Grigori Sokolnikov was born Girsh Yankelevich Brilliant (Гирш Я́нкелевич Бриллиа́нт) to a railway doctor in Romny on 15 August [O.S. 3 August] 1888. Sokolnikov was Jewish by birth. He moved to Moscow as a teenager and joined the Bolshevik faction of the Russian Social Democratic Labour Party in 1905. He served time in prison and studied economics whilst at the Sorbonne.
He returned to Russia in April 1917 along with Vladimir Lenin in the 'sealed train', and on arriving in Russia became part of the editorial board of the Bolsheviks' central party organ.
Grigori Sokolnikov was a member of the first Politburo, with seven members: Lenin, Zinoviev, Kamenev, Trotsky, Stalin, Sokolnikov and Bubnov.
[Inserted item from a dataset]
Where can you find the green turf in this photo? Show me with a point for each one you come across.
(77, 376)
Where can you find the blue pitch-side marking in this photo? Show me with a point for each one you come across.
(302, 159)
After the October Revolution, he held various government positions. He was a member of the Joffe led delegation for peace negotiations with Germany. While Joffe accompanied the signatory team in protest as a consultant, he replaced Leon Trotsky as chairman and signed the Brest-Litovsk treaty in 1918 on behalf of the Bolshevik government of Russia. Later, alongside Rosalia Zemlyachka, he became commissar of the Eighth army, using this position to order mass shootings during the Russian Civil War. He was appointed People's Commissar of Finance following the introduction of the New Economic Policy and became a candidate member of the Politburo of the Communist Party in May 1924. According to Boris Bajanov, as minister of finance Sokolnikov proved himself to be a capable administrator, accomplishing every task he was asked to do, such as creating the first stable Soviet currency. Bajanov also notes that despite Sokolnikov's past in the Red Army, he was not ruthless in his personality. Privately, Sokolnikov lost faith in the Soviet Union under Stalin and later described the Soviet economy as "state capitalist". He was removed from his position in the Sovnarkom (Council of People's Commissars) and demoted from the Politburo after calling for Joseph Stalin's removal as General Secretary of the Communist Party at the Fourteenth Congress of the Bolsheviks in December 1925. Sokolnikov was appointed instead as vice-chairman of Gosplan, the new economic planning agency (an appointment that carried cruel irony since Sokolnikov himself was a bitter opponent of heavy-handed centralized planning) and later as head of an oil company. He was the Soviet ambassador to England from 1929 to 1932.